Ce monument nous parle donc de tout cela… dans l’attente d’un musée qui dans ce pays, la France, parlera enfin, un jour, du passé colonial (car il n’y en a pas !), depuis les conquêtes jusqu’aux indépendances. La France est une nation de musées, du savoir, du patrimoine et des arts, or il n’y a toujours pas de musée pour penser et comprendre l’histoire coloniale. Les mémoires s’échappent, s’affrontent, se mythifient, les jeunes vont chercher leur histoire sur le Web, d’autres aux extrêmes, beaucoup se perdent. Sans lieu de savoir, l’histoire est lettre morte, et la mémoire un vide sans fond.

Enfin, paradoxalement, la Grande Guerre avait, à sa manière, fait entrer l’Afrique dans une nouvelle destinée. Et c’est dans les tranchées de ce conflit qu’a commencé à germer une idée concrète, entre des hommes venus de différents territoires, d’Afrique et d’Amérique, d’Asie ou d’Océanie, entre des hommes noirs qui se croisaient pour la première fois et qui allaient plus tard inspirer un autre combat, celui des indépendances des nations africaines…

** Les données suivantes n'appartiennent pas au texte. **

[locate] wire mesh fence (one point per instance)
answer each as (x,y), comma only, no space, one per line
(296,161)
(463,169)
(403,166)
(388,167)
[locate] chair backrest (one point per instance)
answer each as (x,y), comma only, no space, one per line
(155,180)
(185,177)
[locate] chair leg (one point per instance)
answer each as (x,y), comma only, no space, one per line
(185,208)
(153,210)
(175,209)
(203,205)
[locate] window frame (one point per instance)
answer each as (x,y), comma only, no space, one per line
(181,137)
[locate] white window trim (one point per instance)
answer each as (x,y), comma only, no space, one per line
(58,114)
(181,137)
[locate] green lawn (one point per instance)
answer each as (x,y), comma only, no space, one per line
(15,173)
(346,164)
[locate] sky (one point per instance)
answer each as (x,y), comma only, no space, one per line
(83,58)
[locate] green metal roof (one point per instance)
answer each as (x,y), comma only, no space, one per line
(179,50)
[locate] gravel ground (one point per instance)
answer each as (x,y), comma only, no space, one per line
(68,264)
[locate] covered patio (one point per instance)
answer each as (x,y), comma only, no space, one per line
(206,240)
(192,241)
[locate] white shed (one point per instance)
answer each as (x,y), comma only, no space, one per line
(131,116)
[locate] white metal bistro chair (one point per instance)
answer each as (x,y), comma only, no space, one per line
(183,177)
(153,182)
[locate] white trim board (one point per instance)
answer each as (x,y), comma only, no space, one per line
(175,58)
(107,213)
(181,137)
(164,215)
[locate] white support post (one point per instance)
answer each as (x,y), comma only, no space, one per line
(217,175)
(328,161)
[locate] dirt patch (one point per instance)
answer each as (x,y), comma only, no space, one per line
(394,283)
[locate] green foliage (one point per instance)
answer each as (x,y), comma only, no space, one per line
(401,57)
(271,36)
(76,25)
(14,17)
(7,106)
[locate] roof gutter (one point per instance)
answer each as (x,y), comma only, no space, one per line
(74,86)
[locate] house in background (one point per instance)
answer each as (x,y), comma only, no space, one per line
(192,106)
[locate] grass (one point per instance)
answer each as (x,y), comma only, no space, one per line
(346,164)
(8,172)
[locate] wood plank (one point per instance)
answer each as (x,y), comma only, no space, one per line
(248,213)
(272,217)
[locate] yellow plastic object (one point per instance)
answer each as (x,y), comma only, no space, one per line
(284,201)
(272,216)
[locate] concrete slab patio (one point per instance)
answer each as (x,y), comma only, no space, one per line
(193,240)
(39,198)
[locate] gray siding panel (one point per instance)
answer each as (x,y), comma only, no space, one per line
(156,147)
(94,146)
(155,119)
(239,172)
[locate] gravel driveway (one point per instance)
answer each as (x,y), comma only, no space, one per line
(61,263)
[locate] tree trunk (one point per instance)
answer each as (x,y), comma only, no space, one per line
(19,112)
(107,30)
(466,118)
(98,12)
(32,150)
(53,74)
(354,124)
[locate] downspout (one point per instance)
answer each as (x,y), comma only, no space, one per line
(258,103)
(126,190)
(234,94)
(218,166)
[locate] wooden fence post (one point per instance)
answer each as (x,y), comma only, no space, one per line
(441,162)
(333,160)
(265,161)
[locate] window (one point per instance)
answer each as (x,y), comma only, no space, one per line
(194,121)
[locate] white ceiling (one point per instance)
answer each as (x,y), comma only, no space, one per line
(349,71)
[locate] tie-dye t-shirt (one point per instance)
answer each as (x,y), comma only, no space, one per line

Il s’agit pour nous, ici et maintenant, d’honorer sans discontinuer ces combattants. Ne cherchons plus à définir le courage et l’héroïsme. Ils ont un nom. Ils ont un visage. Ces «héros de l’armée noire» ont porté le sacrifice en bandoulière jusqu’à leur dernier souffle afin que ne s’éteigne jamais la flamme de la liberté, la constance de notre intransigeance contre les extrémismes, le racisme et autres idéologies de la suprématie raciale. Ils ont été vos frères de lutte. Ils sont vos pères par alliance, ils sont vos cousins par solidarité, ils sont nos parents par le sang versé - mais qui continue à couler et à se régénérer dans nos veines à tous, Français, Africains, et désormais Allemands aussi.

Dorénavant, nous savons, avec le poète sénégalais Birago Diop, que ceux qui sont morts - oui ceux qui sont morts -, ne sont jamais partis. Ne recherchons donc pas ces combattants sous la terre, car ils sont dans l’Ombre qui s’éclaire, dans l’Ombre qui s’épaissit, dans l’Eau qui dort, dans le Rocher qui gémit, parce qu’ils sont désormais le souffle de nos ancêtres communs.

Pascal Blanchard, historien et co-auteur Sexe, race et colonies (La Découverte). Alain Mabanckou, romancier.